In most system where Requirements is to get unique id in a distributed env like Url Shortener, Bank, MySQL or any other DB.

Requirements

Functional

  1. each time a service is called it should return a unique ID across all node in the system
  2. Id should be fixed size, let's say 64 bit
  3. Id should contain a creation timestamp

Non-Functional

  1. Highly consistent, means no duplicate key generation
  2. Able to handle hight throughput

Solution

Single Machine(node)

For single machine we can use multiple approach like

  1. Auto increment id
  2. Auto increment id with creation timestamp of the system

Random Numbers(Multi node)

This appraoch can work whenw we have to select ids from long range.

Universally Unique Identifier(UUID)

550e8400-e29b-11d4-a716-446655440000

  1. This a uniqueid generated from a set of 2^128 ids available, It is 128 bits.
  2. Based on the version of it the generation of id is diff
    1. V1
      1. use current timestamp and device's MAC address
    2. V3
      1. use MD5 hash logic
    3. V4
      1. use total random numbers
      2. most used
    4. V5
      1. uses SHA-1
  3. Collision Probability
    1. Due to v4 version ensure 122 bits reserved for unique numbers so prob of collision is very low
    2. After generating trillions of urls the prob is still less than 0.5
  4. Advantages
    1. collision is very rare
    2. non predictable as use random numbers (specially used in sensitive transactions)
  5. Disadv
    1. as uses 128-bit so take extra storage space
    2. Can not use sorting

Twitter snowflake

  1. It is one of the most popular algorithms to generate unique ids in a distributed system.

  2. It is in half of the size of the UUID.

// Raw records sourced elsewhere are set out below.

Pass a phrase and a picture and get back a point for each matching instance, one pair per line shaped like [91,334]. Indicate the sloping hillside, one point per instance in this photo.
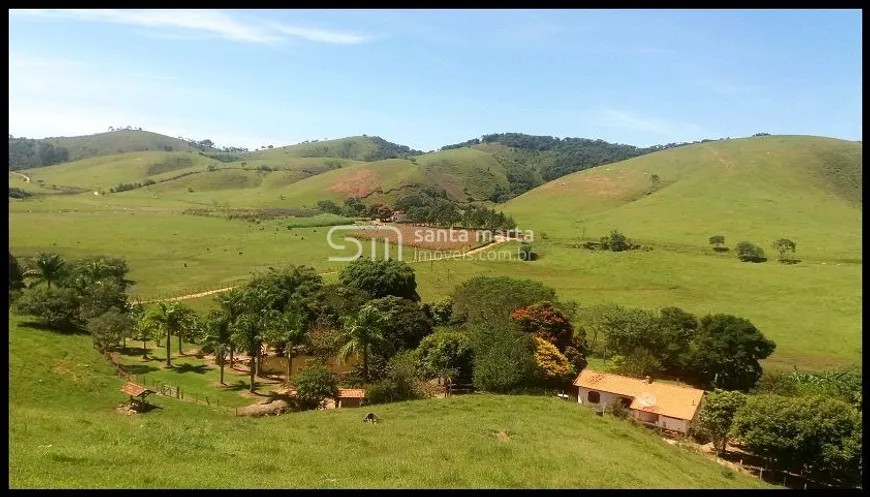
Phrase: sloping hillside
[807,189]
[361,148]
[27,153]
[64,432]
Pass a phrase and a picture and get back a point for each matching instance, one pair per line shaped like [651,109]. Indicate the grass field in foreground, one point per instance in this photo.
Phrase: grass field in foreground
[64,432]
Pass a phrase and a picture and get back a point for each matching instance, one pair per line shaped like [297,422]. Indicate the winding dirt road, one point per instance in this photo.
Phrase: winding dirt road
[497,240]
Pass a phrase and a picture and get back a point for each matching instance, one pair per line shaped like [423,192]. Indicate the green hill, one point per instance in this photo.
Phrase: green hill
[64,432]
[25,153]
[361,148]
[807,189]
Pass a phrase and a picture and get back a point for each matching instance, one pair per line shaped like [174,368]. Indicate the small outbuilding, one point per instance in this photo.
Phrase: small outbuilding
[137,395]
[350,397]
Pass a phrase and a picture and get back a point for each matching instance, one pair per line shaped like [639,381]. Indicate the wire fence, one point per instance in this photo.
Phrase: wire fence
[167,390]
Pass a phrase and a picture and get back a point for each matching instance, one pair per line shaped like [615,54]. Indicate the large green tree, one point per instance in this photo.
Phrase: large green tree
[717,416]
[361,333]
[725,353]
[381,278]
[49,268]
[170,318]
[485,299]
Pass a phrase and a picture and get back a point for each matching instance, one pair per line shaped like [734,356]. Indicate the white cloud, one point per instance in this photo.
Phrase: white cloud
[214,23]
[631,121]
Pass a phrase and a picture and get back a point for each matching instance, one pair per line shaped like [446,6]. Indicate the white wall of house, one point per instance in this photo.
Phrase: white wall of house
[606,399]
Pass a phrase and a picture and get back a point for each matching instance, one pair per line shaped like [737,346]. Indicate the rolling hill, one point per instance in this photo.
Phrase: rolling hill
[65,432]
[757,189]
[492,169]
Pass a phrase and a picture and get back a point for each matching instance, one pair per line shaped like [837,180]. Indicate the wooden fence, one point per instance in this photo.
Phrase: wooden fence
[167,390]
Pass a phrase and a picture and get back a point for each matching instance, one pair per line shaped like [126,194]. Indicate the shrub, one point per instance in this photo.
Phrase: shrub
[748,252]
[502,296]
[445,353]
[553,367]
[314,385]
[400,383]
[55,307]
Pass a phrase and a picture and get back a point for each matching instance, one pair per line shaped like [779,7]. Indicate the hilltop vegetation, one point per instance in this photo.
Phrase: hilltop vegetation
[492,169]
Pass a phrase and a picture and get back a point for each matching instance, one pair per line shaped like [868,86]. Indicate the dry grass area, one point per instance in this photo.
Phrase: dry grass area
[429,238]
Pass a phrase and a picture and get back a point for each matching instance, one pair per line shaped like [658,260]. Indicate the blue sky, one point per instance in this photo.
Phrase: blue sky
[427,78]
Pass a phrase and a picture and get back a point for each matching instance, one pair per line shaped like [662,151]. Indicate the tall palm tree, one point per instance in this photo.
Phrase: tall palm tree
[252,327]
[169,318]
[48,268]
[143,328]
[231,306]
[293,332]
[216,335]
[360,333]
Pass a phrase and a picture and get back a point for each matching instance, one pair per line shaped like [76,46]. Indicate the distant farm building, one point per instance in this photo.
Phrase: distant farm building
[666,406]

  3. Some properties of the Snowflake id is

    1. Ids are unique and sortable based on timestamp
    2. Ids include timestamp
    3. is a 64-bit
    4. only numerical values
  4. Structure

    BitsFieldDescription
    1Sign bitAlways 0 (ensures positive number).
    41TimestampMilliseconds since a custom epoch (ensures order).
    10Machine IDIdentifies the machine or data center (prevents conflict).
    12SequenceIncrements per millisecond to prevent collisions (0-4095).
  5. Breakdown

    1. Timestamp (41 bits): Allows for 69 years of usage (2^41 milliseconds).
    2. Machine ID (10 bits): Supports up to 1024 machines generating IDs.
    3. Sequence (12 bits): Can generate 4096 unique IDs per millisecond per machine.